Essentially, all the worker processeses or consumers bound to the work queue are potential receivers of a task - think of them as competitors. However, only one worker process gets to receive and process each task. This one-to-one arrangement inherently eliminates duplicate task processing - and this is good for the image-resize use case since we wouldn’t want to have the same image resized more than once.

But perharps, the next crucial question is how to achieve a messaging setup similar to the one described above using LavinMQ.

Work queue and the competing consumer pattern with LavinMQ

Remember one of the core requirements of the work queue and the competing consumer pattern is to setup a point-to-point channel where a time-consuming task added to the channel, in this case the work queue, is received by just one consumer or worker.

We can achieve this with the direct exchanges and more specifically the default exchange in LavinMQ.

We will declare a queue, named image_resize - under the hood, this queue is automically bound to the default LavinMQ direct exchange with the binding key image_resize.

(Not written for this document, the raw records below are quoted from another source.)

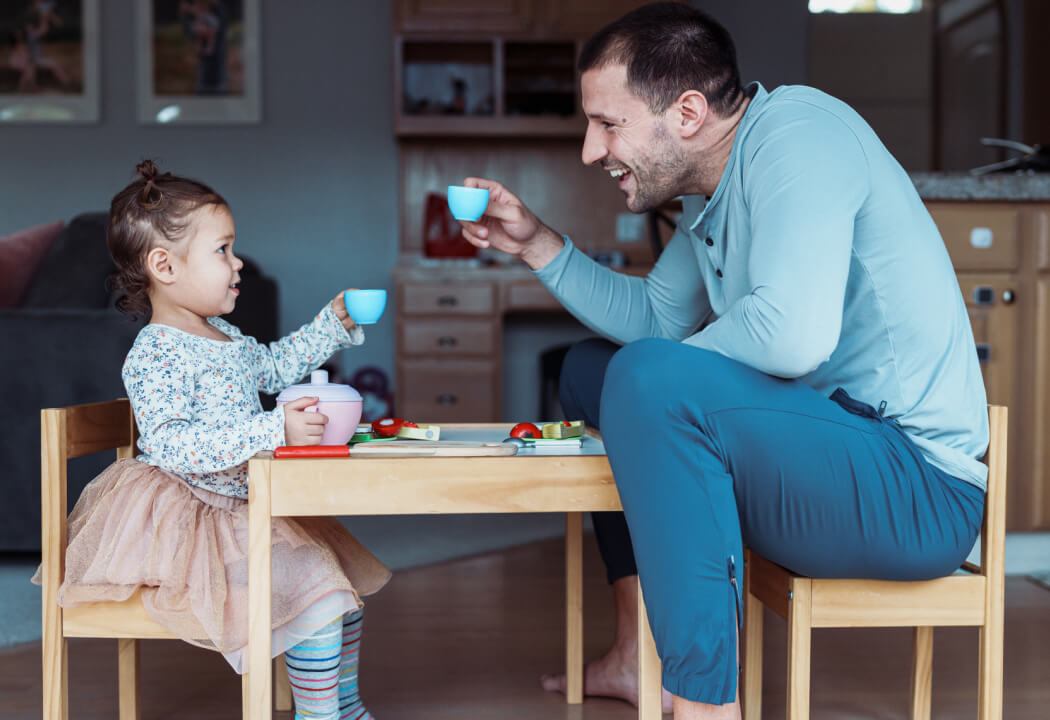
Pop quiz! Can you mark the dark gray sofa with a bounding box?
[0,213,277,552]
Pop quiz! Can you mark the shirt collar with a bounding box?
[689,82,770,230]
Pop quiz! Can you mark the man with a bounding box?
[464,3,988,718]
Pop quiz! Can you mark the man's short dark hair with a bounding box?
[578,2,743,117]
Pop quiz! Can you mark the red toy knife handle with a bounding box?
[273,445,350,458]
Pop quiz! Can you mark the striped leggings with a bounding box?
[285,610,373,720]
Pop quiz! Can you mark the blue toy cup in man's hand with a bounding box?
[448,185,488,223]
[342,290,386,325]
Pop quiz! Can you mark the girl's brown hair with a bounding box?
[106,160,229,316]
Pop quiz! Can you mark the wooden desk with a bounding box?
[244,424,660,720]
[394,263,651,423]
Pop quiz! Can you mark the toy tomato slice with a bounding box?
[510,423,542,440]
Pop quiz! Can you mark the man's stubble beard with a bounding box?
[627,125,697,213]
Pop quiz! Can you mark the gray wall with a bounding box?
[0,0,398,384]
[692,0,810,90]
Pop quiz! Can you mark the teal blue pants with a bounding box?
[563,339,984,704]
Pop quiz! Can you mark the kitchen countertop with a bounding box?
[908,172,1050,203]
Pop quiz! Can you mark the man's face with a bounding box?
[580,65,689,212]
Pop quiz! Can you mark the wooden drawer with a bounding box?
[398,360,500,423]
[929,204,1021,271]
[401,282,496,315]
[398,318,497,357]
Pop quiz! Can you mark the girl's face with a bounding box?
[172,205,245,317]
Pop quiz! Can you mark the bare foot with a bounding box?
[540,653,672,713]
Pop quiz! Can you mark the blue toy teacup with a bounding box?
[342,290,386,325]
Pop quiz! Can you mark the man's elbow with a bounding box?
[765,333,838,379]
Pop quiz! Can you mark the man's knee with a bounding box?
[602,338,714,409]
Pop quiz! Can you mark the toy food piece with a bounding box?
[372,418,404,438]
[273,445,350,458]
[510,423,543,440]
[397,420,441,440]
[543,420,584,440]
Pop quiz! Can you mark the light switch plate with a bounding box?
[970,228,993,250]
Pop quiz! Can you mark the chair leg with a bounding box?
[273,654,292,713]
[637,581,664,720]
[565,512,584,704]
[117,638,140,720]
[978,595,1003,720]
[788,578,813,720]
[41,621,69,720]
[911,626,933,720]
[741,570,763,720]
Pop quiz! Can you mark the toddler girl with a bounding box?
[48,161,390,720]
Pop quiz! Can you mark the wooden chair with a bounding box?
[40,400,292,720]
[742,405,1007,720]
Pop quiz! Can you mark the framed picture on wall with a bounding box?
[134,0,261,125]
[0,0,100,123]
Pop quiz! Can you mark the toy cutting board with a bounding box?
[350,440,518,458]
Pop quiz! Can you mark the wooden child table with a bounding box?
[243,424,660,720]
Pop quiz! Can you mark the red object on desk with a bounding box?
[273,445,350,458]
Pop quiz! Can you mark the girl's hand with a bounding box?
[285,398,328,445]
[332,288,357,331]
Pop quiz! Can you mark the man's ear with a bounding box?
[672,90,709,140]
[146,248,175,285]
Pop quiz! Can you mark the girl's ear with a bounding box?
[146,248,175,285]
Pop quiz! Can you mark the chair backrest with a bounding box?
[40,399,135,609]
[981,405,1008,577]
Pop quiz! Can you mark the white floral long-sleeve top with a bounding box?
[122,304,364,497]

That way, all messages with the routing key image_resize will be routed to the image_resize queue.

We can then bind one or more consumers to the image_resize qeueue. Image resize tasks would be dispatched to these consumers in a round-robin fashion.

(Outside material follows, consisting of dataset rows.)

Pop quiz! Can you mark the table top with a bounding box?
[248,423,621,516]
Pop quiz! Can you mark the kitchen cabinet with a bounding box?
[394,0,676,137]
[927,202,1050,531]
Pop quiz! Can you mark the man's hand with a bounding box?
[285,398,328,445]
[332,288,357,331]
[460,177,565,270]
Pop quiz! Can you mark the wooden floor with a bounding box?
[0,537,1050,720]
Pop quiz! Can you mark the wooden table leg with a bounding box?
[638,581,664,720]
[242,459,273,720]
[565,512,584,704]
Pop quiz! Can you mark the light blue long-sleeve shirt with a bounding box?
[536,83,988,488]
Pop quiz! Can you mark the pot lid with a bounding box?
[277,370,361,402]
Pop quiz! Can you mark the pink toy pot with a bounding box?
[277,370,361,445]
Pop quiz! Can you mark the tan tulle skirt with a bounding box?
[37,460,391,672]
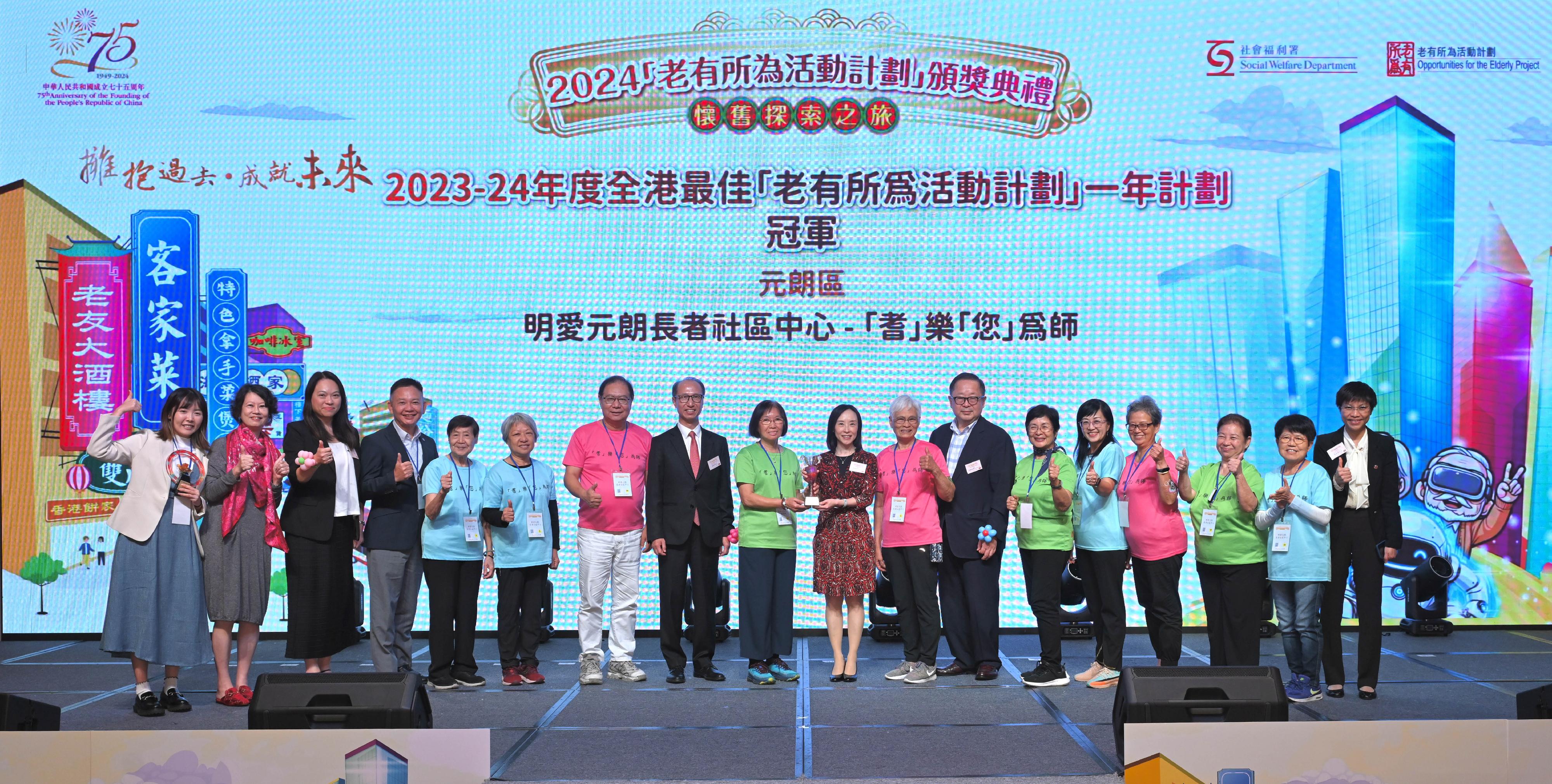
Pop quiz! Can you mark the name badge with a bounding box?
[1197,509,1218,537]
[1271,523,1293,553]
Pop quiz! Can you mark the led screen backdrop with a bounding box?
[0,0,1552,632]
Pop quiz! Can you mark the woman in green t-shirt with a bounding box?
[1175,415,1266,666]
[1007,405,1077,686]
[733,401,804,685]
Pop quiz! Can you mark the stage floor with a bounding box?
[0,629,1552,782]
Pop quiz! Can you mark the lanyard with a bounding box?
[889,440,916,492]
[760,444,787,502]
[598,422,630,474]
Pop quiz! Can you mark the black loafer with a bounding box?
[135,691,168,719]
[161,689,194,713]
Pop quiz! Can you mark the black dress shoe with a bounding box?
[161,689,194,713]
[135,691,168,719]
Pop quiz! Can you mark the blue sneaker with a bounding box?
[765,657,798,682]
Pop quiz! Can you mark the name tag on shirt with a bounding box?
[1197,509,1218,537]
[1271,523,1293,553]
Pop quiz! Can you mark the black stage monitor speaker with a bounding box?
[1111,668,1288,759]
[1515,686,1552,717]
[0,694,59,733]
[248,672,431,730]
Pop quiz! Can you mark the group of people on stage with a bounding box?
[88,371,1401,716]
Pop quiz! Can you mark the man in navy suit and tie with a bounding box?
[931,372,1018,680]
[362,379,441,673]
[646,379,733,683]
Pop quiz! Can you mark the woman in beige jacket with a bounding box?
[87,388,211,716]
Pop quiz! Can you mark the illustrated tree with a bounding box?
[270,568,287,621]
[17,553,65,615]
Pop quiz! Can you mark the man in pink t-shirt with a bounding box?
[562,376,652,685]
[1116,395,1186,668]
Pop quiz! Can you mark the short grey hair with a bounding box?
[501,412,539,441]
[889,395,922,422]
[1127,395,1164,426]
[669,376,706,394]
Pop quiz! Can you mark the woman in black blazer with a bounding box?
[281,371,362,672]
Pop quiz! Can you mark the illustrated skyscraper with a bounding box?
[1339,96,1454,466]
[1277,169,1347,433]
[1159,245,1288,466]
[1454,205,1535,564]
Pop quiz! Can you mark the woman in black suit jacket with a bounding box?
[281,371,362,672]
[1315,382,1401,700]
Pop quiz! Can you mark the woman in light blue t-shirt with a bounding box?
[1072,399,1131,689]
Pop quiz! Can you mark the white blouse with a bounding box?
[329,441,362,517]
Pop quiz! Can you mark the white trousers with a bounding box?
[577,528,641,661]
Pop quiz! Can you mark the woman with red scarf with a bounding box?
[200,383,289,708]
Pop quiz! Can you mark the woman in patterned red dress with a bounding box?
[809,405,878,682]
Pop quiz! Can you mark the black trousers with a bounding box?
[937,545,1004,669]
[1018,548,1069,665]
[1197,561,1266,668]
[739,547,798,661]
[658,526,720,669]
[1321,509,1384,688]
[495,564,549,669]
[1074,550,1130,671]
[883,545,942,666]
[422,559,483,678]
[1131,553,1186,668]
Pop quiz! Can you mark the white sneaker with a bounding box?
[577,654,604,686]
[607,658,647,680]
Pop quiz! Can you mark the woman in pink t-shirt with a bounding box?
[874,395,954,683]
[1116,395,1186,668]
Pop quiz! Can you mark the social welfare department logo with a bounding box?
[48,8,140,79]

The image below visualizes this arrangement.

Task queues

Let’s see what this looks like in code

Work queue with Pika, Python client

We will use Pika to set up connections and channels as was the case in the previous tutorial.

Python development environment

We will re-use the development environment from the previous tutorial - same requirements, environment variables and directory structure.

Creating the producer - sending messages

Here, we will create a basic python application that publishes a plain text message to LavinMQ - ideally, we are meant to publish and image to be resized, but we will keep things simple. To simulate the action of resizing an image, a time-consuming task, we will have our workers sleep for 5 seconds whenever they pick up a new message.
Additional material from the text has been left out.